Writing, Fast and Slow
This past week, I finished drafting my latest work-in-progress, tentatively called Generations. Typing out “The End” was quite the emotional moment for me: reader, I cried. That’s something that hadn’t happened to me before, and I suspect it’s because I am becoming more of a softie. Or maybe the draft is tear-inducingly bad. Only time will tell.
I started this project as part of NaNoWriMo 2020, which saw me frantically chasing after my daily word count goal in order to make it to 50k by the end of November. I made it, but barely. At that point, the story was not even close to halfway done, and the last half-year was when most of the manuscript came together. By the time I’d wrapped the whole thing up, the word count was 113,000.

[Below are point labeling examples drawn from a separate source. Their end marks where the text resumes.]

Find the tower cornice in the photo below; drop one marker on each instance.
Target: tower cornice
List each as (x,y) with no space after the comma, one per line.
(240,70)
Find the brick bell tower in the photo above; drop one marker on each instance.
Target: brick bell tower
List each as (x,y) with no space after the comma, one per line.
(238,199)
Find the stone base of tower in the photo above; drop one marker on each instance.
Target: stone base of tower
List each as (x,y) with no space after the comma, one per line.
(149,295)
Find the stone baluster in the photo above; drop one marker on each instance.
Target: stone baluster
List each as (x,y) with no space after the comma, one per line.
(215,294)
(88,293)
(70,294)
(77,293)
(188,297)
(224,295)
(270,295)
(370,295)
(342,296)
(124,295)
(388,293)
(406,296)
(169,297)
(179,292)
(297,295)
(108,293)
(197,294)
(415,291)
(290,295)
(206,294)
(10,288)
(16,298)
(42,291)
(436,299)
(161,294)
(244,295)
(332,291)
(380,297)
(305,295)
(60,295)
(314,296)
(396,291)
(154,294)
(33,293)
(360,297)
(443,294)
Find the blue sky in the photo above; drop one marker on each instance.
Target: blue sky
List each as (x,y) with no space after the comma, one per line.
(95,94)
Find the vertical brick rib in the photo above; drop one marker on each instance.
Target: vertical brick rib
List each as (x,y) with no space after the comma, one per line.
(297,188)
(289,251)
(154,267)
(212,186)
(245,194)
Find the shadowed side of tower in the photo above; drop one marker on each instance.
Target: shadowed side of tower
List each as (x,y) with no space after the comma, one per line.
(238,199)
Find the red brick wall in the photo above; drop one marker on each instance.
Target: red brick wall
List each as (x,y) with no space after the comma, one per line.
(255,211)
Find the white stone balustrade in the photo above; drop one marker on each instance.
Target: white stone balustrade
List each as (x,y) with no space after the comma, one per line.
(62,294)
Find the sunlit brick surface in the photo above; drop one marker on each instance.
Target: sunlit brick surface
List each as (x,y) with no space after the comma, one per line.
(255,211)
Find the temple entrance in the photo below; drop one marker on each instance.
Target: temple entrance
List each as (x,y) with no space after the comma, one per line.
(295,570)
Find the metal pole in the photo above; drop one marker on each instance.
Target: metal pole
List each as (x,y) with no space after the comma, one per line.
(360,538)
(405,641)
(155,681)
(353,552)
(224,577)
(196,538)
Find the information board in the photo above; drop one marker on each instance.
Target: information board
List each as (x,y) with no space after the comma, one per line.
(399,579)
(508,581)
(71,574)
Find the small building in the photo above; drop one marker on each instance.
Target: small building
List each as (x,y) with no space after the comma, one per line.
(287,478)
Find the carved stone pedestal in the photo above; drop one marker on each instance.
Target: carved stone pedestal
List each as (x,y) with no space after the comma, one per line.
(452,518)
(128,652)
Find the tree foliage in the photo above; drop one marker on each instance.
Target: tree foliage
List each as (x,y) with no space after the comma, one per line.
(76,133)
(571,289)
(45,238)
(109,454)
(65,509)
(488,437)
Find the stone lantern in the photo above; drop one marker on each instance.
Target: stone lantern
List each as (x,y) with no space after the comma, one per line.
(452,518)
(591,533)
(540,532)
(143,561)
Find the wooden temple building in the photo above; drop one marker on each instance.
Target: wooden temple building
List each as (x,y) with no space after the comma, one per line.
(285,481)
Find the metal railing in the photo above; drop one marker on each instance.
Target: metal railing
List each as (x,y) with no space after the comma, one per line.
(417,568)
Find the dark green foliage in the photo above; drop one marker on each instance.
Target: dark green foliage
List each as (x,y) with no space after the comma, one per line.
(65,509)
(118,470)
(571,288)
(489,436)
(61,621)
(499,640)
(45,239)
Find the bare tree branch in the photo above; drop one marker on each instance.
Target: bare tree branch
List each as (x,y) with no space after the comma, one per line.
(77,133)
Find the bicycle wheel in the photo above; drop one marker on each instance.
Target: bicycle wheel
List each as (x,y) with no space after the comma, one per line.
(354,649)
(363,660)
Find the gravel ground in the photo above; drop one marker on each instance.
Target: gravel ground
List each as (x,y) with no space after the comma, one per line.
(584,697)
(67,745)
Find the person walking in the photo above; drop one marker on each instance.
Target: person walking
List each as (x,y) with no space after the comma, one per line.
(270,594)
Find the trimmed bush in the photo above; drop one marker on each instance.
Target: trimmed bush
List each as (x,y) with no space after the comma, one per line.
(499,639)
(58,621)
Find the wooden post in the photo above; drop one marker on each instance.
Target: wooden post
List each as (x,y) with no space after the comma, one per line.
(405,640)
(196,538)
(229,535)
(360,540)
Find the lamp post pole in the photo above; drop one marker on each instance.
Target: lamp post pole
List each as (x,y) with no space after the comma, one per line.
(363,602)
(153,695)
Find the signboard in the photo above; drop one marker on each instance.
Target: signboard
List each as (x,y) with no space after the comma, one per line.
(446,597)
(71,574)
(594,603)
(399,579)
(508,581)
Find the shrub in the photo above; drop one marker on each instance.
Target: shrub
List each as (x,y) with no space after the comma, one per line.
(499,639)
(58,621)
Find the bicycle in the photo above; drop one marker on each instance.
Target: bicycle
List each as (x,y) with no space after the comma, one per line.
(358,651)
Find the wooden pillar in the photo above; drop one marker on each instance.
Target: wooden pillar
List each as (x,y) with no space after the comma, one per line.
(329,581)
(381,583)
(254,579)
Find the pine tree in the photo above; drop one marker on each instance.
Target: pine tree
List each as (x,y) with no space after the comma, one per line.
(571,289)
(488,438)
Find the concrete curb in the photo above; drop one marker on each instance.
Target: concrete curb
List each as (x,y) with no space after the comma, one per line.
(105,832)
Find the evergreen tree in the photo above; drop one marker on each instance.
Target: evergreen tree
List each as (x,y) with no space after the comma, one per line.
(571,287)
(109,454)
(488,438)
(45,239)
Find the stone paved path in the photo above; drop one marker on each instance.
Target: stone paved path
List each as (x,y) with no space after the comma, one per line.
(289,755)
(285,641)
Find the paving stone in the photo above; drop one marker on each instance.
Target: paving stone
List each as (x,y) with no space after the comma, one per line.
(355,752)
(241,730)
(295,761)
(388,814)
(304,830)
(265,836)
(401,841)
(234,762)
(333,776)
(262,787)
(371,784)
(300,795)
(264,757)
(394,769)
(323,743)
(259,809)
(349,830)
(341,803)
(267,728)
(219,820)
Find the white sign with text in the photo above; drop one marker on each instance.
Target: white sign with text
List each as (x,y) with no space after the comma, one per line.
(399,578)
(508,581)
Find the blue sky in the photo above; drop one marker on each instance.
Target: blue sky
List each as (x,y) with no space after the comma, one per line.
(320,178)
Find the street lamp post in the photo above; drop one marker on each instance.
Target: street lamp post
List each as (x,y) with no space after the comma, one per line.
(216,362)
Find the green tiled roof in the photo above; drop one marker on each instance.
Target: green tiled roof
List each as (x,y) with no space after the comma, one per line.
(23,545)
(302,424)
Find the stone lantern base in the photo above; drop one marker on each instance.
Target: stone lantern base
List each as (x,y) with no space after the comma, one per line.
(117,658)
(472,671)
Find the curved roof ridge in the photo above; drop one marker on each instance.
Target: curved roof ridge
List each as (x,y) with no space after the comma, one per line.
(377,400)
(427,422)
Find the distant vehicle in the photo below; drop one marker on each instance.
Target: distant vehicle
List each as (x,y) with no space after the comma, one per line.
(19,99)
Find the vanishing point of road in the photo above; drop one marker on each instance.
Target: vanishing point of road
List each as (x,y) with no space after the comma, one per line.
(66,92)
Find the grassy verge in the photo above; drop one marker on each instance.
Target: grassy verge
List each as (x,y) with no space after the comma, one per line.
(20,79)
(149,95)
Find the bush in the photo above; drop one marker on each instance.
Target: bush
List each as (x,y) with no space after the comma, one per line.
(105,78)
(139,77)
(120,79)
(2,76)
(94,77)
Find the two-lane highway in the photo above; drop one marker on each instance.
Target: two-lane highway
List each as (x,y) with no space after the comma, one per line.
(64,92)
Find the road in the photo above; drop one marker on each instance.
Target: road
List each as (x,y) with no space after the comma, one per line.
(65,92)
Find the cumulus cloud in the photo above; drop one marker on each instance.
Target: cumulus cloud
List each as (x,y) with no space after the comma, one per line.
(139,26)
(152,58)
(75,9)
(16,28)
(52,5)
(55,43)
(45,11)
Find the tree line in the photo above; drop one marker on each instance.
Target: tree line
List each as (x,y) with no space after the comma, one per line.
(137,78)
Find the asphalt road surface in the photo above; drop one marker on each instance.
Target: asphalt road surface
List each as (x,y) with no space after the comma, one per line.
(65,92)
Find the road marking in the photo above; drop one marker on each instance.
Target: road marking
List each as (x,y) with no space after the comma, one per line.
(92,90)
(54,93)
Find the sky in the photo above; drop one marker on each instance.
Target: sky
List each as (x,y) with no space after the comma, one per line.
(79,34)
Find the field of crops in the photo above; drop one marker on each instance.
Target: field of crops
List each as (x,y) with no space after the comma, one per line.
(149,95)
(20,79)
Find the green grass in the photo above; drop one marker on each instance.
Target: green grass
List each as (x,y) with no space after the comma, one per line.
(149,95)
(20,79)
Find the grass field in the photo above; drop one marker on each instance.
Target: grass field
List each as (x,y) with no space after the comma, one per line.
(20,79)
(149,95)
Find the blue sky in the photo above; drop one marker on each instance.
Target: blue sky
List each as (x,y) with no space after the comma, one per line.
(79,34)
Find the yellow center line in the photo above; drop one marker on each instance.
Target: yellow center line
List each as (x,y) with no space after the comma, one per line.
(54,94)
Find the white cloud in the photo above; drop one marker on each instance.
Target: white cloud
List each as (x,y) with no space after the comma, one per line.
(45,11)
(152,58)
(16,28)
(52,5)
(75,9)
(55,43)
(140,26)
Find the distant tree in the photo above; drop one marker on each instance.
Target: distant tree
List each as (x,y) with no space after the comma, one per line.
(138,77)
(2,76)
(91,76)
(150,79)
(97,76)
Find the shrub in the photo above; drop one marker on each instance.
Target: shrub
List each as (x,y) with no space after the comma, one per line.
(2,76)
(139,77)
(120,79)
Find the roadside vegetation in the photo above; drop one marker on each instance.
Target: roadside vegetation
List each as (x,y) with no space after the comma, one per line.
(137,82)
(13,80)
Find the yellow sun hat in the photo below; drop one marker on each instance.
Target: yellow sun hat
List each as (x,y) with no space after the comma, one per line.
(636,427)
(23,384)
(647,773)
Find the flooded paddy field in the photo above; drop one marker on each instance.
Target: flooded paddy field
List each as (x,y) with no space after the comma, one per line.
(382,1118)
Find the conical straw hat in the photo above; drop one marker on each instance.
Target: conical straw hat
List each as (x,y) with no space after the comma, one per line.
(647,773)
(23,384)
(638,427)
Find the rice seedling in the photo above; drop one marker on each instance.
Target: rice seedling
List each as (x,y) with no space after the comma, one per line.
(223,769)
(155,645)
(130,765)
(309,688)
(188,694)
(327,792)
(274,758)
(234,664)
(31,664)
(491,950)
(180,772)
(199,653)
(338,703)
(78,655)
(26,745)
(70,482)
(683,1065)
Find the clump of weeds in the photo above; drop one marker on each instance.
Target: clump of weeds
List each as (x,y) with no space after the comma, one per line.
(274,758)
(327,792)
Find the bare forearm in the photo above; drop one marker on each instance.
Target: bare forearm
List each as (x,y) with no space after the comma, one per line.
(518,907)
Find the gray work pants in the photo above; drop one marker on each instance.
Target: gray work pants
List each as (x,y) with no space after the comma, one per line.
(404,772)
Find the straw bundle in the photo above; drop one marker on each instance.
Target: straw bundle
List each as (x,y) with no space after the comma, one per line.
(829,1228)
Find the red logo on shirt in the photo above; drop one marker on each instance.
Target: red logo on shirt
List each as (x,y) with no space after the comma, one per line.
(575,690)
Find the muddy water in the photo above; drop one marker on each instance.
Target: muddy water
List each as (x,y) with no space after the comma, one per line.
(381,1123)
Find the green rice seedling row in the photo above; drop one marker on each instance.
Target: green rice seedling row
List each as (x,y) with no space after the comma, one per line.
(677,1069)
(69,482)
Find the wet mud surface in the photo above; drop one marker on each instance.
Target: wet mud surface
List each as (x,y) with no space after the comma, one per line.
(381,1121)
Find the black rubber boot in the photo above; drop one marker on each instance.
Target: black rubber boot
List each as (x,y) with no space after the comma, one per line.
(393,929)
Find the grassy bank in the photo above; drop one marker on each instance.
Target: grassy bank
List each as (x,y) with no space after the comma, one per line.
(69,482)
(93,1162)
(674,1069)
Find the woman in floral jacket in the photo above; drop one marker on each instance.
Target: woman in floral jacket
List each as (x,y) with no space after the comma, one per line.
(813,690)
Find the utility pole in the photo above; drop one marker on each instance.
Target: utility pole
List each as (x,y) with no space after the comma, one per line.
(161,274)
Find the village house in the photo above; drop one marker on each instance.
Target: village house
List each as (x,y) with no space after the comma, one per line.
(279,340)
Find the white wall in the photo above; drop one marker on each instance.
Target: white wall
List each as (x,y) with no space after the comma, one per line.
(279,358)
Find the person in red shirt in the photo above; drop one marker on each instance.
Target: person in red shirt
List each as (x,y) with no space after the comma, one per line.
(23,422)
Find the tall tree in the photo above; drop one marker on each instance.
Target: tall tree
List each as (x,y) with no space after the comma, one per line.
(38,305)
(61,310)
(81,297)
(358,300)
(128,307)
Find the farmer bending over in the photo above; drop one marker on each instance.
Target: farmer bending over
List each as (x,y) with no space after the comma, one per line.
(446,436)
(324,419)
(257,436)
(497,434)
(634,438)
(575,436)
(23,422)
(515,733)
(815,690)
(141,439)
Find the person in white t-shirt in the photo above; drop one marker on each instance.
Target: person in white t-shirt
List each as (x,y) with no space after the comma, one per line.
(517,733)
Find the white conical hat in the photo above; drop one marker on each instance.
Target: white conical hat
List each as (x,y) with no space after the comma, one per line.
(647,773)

Some writer friends have called my pace “fast”, and depending on where you’re standing—as a writer, reader, or consumer of any form of art or media—that may seem like a good thing. We’re part of a culture that places an inordinate amount of value on speed, using it as a proxy for productivity or prolificness, which under hustle culture is deemed desirable. Fast drafting can also be viewed as good for silencing a strong internal editor—for some, that is the main draw of participating in NaNoWriMo.
Of course some folks are of another mind: they think writing fast produces inferior work. A prominent SF author tweeted something about this earlier today. The tweet has since been deleted, so I’m redacting the person’s identifying info:
I’m not too interested in what’s fast or slow, whether one’s writing pace affects the quality of the work, or whether a more productive author is necessarily a more dedicated, more hardworking author, mostly because these terms are relative and meaningless. There is no “fast” or “slow” when it comes to writing. Six months on Generations seems fast compared to something else, like the year-plus it took me to draft The Sleepless. But we’re not even talking about revision time, which for this project could take another six months if not more. And that’s just me. Every writer has their own process, and every book requires its own process. The work takes the amount of time it takes. Some books take years, some take weeks, with varying degrees of quality. (What is “good” writing also feels like such a slippery term, but that’s a topic for another day).
The conversation about “fast” or “slow” writing sometimes feels like an artificial way to stratify and judge writers and the works they produce. No one’s making an argument against “development time”—yes, it is good to let ideas percolate!—and no one can point to what’s sufficient time for developing ideas or improving on a draft. I think it’s more interesting to talk about how some writers can afford to draft slow, and how some don’t have that luxury.
The question of “fast” or “slow” should be less a conversation for asserting hierarchies and subjective criteria, and more of a discussion of how the publishing ecosystem incentivizes speed. Without going into hard numbers about it, many writers simply need to write fast to get paid fast. Hardly anyone is paid enough and so folks have to hustle to make a living. That means producing more and more work as often as one can, in the hopes of a sale. That pace doesn’t make anyone a better writer, nor does it make the work worse. That’s just the pace some need to maintain in order to get by. Why is that the pace? And what are the factors that cause it? I think that’s the more productive conversation to be having.